India is the second largest consumer after Saudi Arabia for small cardamom. Global consumption is 15,000-24,000 mt and the domestic demand is around 11,000 mt.

Approximately 45 per cent of cardamom is used for industrial consumption especially in pharmaceutical, ayurvedic and cosmetics industry.

The average prices of large and small cardamom in 2009-10 were Rs 267/kg and Rs 1,078/kg respectively.

Prices

The cardamom prices have increased in the past few years and were at all time highs due to shortfall in production. The prices for cardamom generally stabilise after August as the harvesting begins. In general, prices of cardamom follows 4-5 year cyclical pattern where prices tend to move up every fourth to fifth year.

The Spice Board of India, under the Ministry of Commerce and Industry, is responsible for the development and promotion of Indian cardamom. In addition to trade assistance to exporters, the Board assists the farmers in training for best agricultural practices, promotion of value addition and organic cultivation, and monitors quality aspects.

The Government has allowed future contract of commodities under the Forward (Regulation) Contract Act, 1952 and cardamom futures are allowed to be traded in exchanges such as NCDEX, MCX and NMCE.

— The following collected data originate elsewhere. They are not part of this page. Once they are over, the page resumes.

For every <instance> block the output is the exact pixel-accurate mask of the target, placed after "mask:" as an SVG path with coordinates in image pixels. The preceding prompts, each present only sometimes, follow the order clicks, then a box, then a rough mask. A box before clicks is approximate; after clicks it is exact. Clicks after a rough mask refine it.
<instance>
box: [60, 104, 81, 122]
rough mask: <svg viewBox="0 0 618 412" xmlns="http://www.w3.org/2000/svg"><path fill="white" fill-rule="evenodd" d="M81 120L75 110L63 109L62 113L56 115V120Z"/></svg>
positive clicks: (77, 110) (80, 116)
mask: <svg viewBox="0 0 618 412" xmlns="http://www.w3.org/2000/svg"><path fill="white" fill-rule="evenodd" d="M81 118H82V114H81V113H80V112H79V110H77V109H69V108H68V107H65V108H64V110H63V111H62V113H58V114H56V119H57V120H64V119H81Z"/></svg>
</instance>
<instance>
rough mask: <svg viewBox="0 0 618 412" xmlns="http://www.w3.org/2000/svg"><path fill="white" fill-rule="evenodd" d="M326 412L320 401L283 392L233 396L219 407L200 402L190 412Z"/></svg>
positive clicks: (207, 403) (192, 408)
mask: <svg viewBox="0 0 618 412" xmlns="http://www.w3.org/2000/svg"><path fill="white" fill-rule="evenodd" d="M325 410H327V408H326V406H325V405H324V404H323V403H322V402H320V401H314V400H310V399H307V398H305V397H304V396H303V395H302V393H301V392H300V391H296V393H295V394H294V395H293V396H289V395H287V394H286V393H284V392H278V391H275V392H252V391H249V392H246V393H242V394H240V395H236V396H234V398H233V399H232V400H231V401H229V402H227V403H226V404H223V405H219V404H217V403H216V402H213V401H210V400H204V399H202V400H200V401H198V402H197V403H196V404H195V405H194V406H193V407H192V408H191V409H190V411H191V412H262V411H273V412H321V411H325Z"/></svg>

India being a traditional cardamom growing country needs to draw clear strategy to regain its leadership position in the international market.

There is an urgent need to improve and sustain production by increasing the average productivity.

Capacity building programmes for better post-harvest practices and development of disease-free tissue culture planting with improved genetic material needs to be undertaken.